Democrats need to reclaim a net of 23 seats to win control of the House. All seven of the California districts favored Hillary Clinton over Donald Trump in the 2016 election.
{mosads}Democrats hope Trump and his anemic approval ratings are but one of a series of headwinds that will stymie Republican candidates in those races, and McCarthy’s hopes of becoming Speaker.
A massive influx of money, both to candidates and outside groups, has raised Republican fears that they may be outspent in the race’s final weeks.
“Mimi Walters has tied herself to Donald Trump with vote after vote after vote,” Katie Porter, a law professor who is challenging the Republican representative in an Orange County district, told The Hill in a recent interview. “Our job is to make sure people know her voting record.”
All told, Democratic candidates and their supportive outside groups will have spent $35 million on television advertising between August and the November elections.
That’s a $7 million advantage over the amount Republican candidates and their supporters have dedicated to television time in the same period.
In Southern California, polls conducted by Siena College for The New York Times show Democrats leading in races for seats held Walters, who is seeking another term, and Darrell Issa (R), who is retiring.
Rep. Dana Rohrabacher (R) is tied with his Democratic rival, while Rep. Steve Knight (R) holds just a 2-point lead over his challenger.
A Monmouth University poll shows former Assemblywoman Young Kim (R) leading philanthropist Gil Cisneros (D), 49 percent to 43 percent, in another Los Angeles-area district.
No reliable public surveys have been taken in districts held by Reps. Jeff Denham (R) and David Valadao (R), both in the Central Valley.
Democratic candidates have reserved more television time than their Republican rivals in all seven races, leaving Republican outside groups to pick up the slack.
“The disparity means that Democrats are jazzed to write checks. The Republicans, not as much,” said John Pitney, a political scientist at Claremont McKenna College and a former spokesman for the Republican National Committee. “It is a huge problem for Republicans.”
The Congressional Leadership Fund, the outside group tied to House Republican leadership, is shouldering the bulk of the GOP’s burden.
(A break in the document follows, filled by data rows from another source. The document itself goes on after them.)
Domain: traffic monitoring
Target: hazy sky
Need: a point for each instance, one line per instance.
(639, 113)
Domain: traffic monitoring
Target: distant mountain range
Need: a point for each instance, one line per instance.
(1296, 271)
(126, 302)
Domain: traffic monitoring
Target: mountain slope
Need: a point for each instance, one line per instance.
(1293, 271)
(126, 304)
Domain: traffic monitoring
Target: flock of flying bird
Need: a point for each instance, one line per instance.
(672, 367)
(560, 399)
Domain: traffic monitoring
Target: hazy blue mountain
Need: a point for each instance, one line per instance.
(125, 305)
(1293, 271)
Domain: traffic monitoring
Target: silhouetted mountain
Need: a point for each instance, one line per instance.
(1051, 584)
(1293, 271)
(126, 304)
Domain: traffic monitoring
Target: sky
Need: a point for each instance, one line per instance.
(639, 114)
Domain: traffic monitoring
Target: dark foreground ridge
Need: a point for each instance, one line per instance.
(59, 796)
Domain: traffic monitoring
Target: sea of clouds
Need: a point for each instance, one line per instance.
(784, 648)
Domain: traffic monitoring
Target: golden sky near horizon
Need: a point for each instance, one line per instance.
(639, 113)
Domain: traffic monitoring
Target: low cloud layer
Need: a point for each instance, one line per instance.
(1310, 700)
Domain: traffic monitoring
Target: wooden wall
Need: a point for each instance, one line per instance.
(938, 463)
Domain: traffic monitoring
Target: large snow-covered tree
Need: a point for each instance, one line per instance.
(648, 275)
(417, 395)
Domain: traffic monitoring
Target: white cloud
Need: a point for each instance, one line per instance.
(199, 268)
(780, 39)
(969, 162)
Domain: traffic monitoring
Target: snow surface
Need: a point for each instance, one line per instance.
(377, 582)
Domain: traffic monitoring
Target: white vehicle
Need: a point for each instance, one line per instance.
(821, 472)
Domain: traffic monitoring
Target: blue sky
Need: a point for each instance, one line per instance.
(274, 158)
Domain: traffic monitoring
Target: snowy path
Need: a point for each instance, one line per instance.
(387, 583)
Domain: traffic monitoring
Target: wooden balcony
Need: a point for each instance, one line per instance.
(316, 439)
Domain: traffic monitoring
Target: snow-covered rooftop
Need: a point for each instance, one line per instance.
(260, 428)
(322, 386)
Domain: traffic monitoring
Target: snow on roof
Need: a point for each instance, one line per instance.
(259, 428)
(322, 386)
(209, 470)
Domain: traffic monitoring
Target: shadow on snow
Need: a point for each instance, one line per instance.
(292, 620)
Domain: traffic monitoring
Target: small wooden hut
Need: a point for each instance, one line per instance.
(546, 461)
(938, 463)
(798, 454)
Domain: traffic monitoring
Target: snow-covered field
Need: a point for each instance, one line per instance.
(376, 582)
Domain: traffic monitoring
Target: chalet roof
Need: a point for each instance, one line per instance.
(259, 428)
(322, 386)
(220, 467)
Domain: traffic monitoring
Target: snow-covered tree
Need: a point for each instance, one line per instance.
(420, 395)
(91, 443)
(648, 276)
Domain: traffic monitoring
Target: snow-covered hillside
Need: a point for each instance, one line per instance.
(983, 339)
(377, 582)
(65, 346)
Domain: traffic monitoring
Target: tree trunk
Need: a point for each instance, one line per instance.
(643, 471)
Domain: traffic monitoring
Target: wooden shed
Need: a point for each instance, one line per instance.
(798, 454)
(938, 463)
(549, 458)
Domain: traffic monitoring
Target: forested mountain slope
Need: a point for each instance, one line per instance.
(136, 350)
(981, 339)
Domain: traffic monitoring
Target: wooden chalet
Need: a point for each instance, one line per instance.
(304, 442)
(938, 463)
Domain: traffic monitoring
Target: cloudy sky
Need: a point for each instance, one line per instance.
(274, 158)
The group has reserved or spent $19 million in advertising in the last three months of the race, according to sources watching the television market, including $5 million in time in the Los Angeles market that the group can use for whichever race is in most need of help.
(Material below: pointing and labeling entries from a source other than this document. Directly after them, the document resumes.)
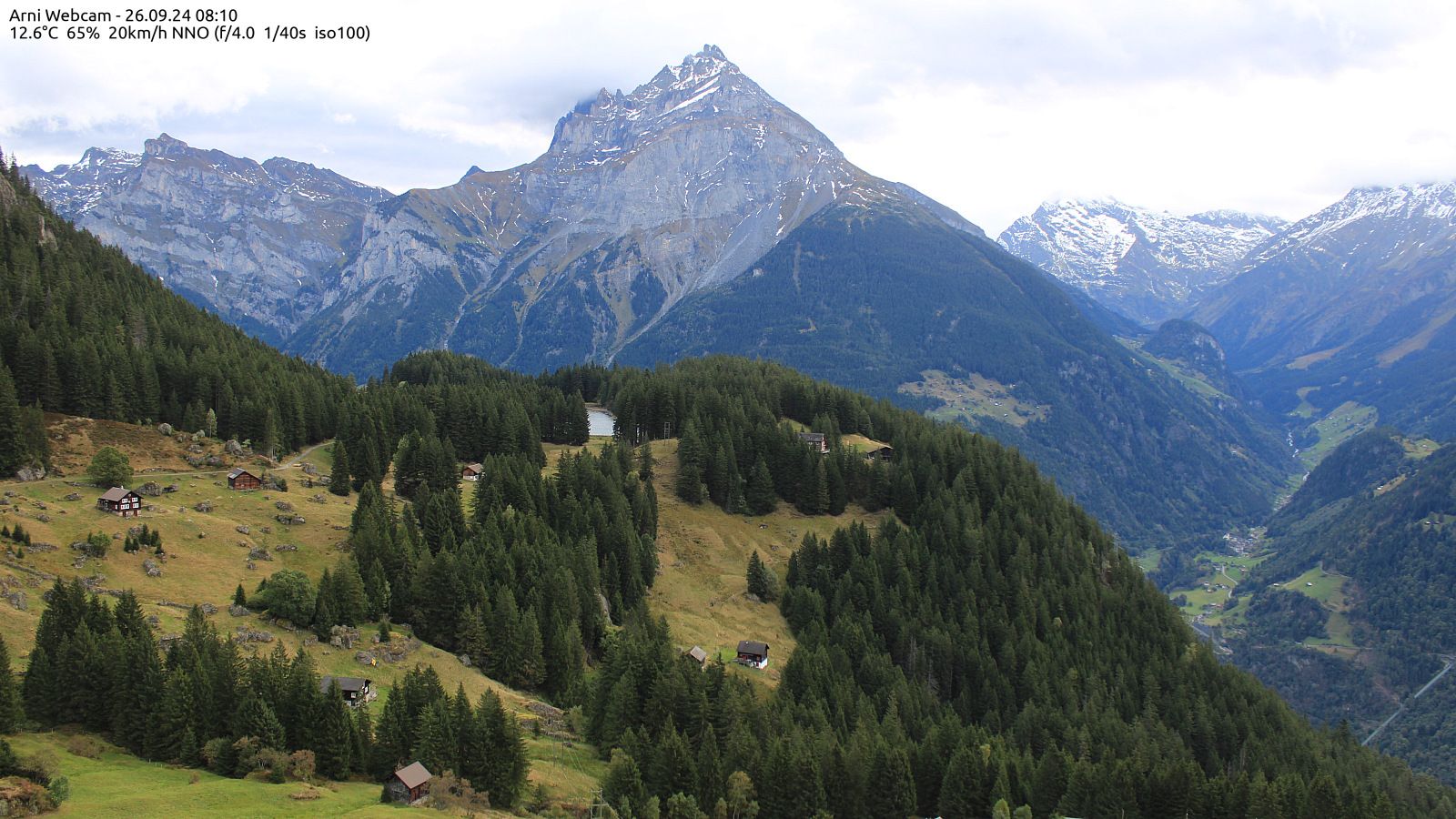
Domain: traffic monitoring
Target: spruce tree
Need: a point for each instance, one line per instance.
(756, 583)
(12, 446)
(645, 460)
(335, 741)
(339, 479)
(691, 462)
(349, 596)
(11, 710)
(761, 494)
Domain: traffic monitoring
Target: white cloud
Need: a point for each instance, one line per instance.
(987, 106)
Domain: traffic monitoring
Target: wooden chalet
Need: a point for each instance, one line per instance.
(880, 453)
(753, 653)
(408, 783)
(815, 440)
(356, 690)
(240, 479)
(120, 500)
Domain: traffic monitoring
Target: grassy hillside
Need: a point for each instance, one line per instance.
(206, 560)
(108, 782)
(902, 307)
(703, 557)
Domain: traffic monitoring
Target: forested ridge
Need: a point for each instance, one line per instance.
(86, 332)
(874, 298)
(986, 644)
(1380, 519)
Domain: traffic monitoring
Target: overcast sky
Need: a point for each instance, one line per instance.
(1273, 106)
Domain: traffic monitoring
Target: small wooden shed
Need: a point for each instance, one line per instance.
(356, 690)
(240, 479)
(753, 653)
(815, 440)
(408, 783)
(880, 453)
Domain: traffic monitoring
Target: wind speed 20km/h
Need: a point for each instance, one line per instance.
(153, 25)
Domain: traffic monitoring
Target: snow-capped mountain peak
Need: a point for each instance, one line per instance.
(1143, 263)
(1421, 213)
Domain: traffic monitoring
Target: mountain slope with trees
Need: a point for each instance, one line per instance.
(874, 299)
(86, 332)
(1373, 522)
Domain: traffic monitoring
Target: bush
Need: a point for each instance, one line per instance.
(288, 595)
(109, 468)
(96, 545)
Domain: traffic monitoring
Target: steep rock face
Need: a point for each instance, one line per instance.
(1353, 303)
(1145, 264)
(259, 244)
(1194, 347)
(641, 200)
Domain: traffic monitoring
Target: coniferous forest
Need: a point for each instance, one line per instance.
(986, 647)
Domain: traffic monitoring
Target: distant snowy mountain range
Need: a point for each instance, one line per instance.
(1145, 264)
(693, 215)
(1356, 302)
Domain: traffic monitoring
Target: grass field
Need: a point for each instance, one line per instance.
(207, 552)
(703, 557)
(1216, 569)
(120, 784)
(206, 561)
(1330, 591)
(1344, 423)
(973, 397)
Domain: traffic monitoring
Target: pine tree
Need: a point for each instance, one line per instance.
(691, 460)
(11, 710)
(257, 719)
(12, 446)
(623, 787)
(895, 792)
(756, 584)
(335, 739)
(761, 494)
(339, 479)
(40, 687)
(645, 460)
(501, 734)
(349, 596)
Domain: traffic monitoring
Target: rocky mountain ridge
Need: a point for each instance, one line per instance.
(1147, 264)
(259, 244)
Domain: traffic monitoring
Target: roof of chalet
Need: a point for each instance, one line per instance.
(346, 682)
(414, 775)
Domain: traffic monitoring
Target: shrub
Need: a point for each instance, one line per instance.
(109, 468)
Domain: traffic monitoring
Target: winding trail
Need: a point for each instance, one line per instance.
(1417, 695)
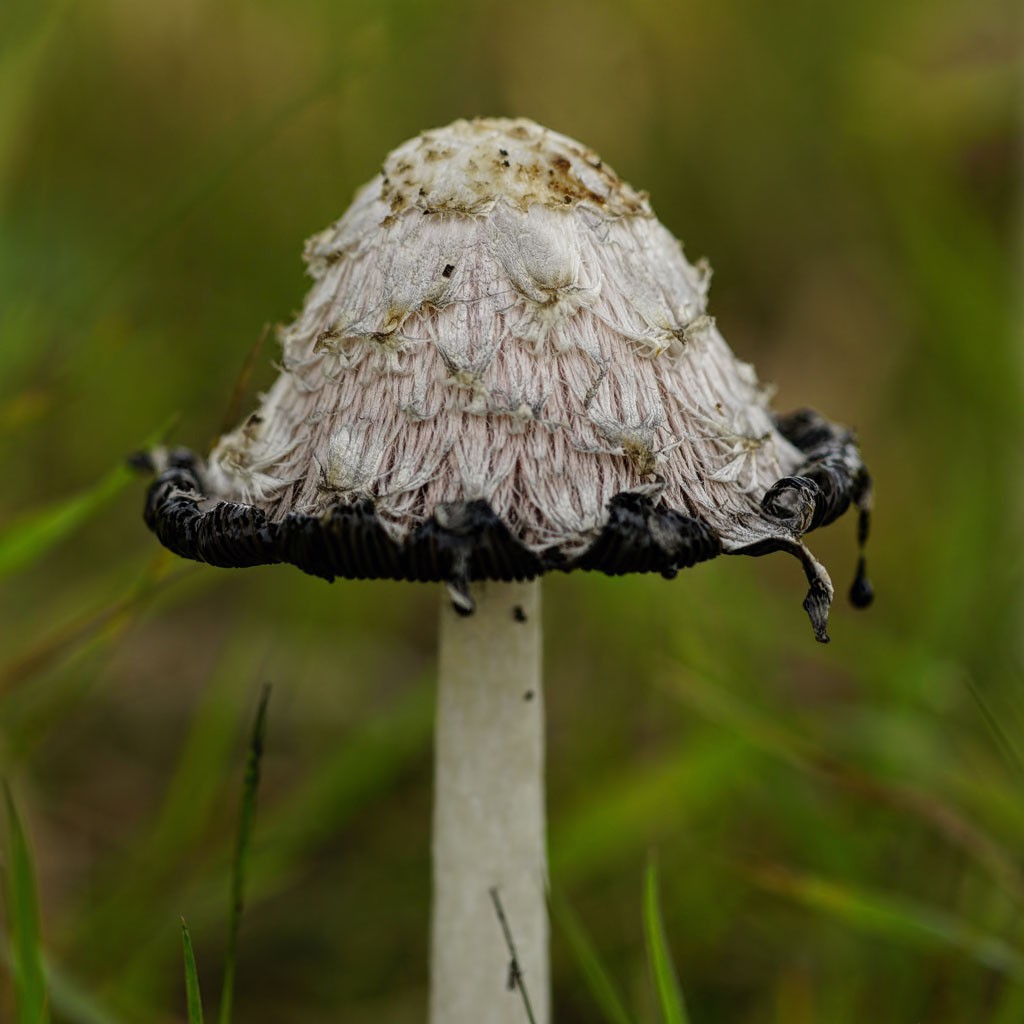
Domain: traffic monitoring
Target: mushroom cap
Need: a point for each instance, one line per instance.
(506, 366)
By contrast, the National Republican Congressional Committee has reserved or spent just $2.6 million — including an additional $600,000, reserved Tuesday, to aid Walters in Orange County.
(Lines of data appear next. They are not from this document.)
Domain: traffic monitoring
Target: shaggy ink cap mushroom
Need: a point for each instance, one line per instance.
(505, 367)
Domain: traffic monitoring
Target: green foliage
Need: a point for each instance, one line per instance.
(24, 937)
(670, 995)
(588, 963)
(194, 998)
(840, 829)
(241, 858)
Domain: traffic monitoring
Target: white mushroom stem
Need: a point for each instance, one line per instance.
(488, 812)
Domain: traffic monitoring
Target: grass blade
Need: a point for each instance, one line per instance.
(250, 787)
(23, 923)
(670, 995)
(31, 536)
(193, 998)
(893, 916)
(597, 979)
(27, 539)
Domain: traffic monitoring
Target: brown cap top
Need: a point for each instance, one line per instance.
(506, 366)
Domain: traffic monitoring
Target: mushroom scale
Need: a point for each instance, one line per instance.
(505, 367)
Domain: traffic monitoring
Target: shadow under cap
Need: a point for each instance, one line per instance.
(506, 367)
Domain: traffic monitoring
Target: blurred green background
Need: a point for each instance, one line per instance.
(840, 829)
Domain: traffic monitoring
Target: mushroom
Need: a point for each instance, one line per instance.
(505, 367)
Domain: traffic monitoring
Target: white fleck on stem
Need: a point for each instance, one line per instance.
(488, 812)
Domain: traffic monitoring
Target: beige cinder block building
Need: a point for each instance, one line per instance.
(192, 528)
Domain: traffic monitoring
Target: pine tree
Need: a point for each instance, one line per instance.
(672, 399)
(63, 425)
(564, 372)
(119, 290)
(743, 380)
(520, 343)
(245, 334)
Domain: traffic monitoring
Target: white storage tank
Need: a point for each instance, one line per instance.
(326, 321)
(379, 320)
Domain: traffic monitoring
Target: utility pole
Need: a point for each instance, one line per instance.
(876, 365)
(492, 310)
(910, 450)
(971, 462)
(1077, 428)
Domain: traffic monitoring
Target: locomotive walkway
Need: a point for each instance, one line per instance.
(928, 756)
On the Democratic side, a handful of groups are sharing the spending burden.
The House Majority PAC has reserved or spent $12 million on television so far, while the Democratic Congressional Campaign Committee has blocked off $6.7 million in television time.
Groups including Priorities USA Action, the League of Conservation Voters and Tom Steyer’s NextGen are spending heavily on mail and digital advertising.
A review of records filed with the Federal Election Commission shows Republican groups are spending on mail and digital campaigns on behalf of only three candidates: Denham, Knight and Kim.
“I think we are seeing early signs of a strategic retreat by Republicans from Southern California seats, where they have fewer incumbents and where enormous media markets make big campaigns very costly,” said Thad Kousser, a political scientist at the University of California-San Diego.
“They may be marshaling their resources to defend GOP incumbents in the Central Valley,” Kousser said.
In a potential sign of just how much danger those Central Valley Republicans face, Democrat Josh Harder, who has already outspent Denham on television, said Monday he had raised $3.5 million in the past three months, a jaw-dropping sum for a first-time candidate.
Other Democratic candidates such as Porter, challenging Walters, and Katie Hill, running against Knight, are expected to turn in monster fundraising performances of their own.
“It seems that hatred is a very powerful fundraising tool,” said David Gilliard, a Republican strategist who advises several California candidates.
“These fundraising numbers have nothing to do with the quality of the individual candidates involved and everything to do with hatred for President Trump, a deep-rooted hatred that has continued to build since Election Day 2016,” he said.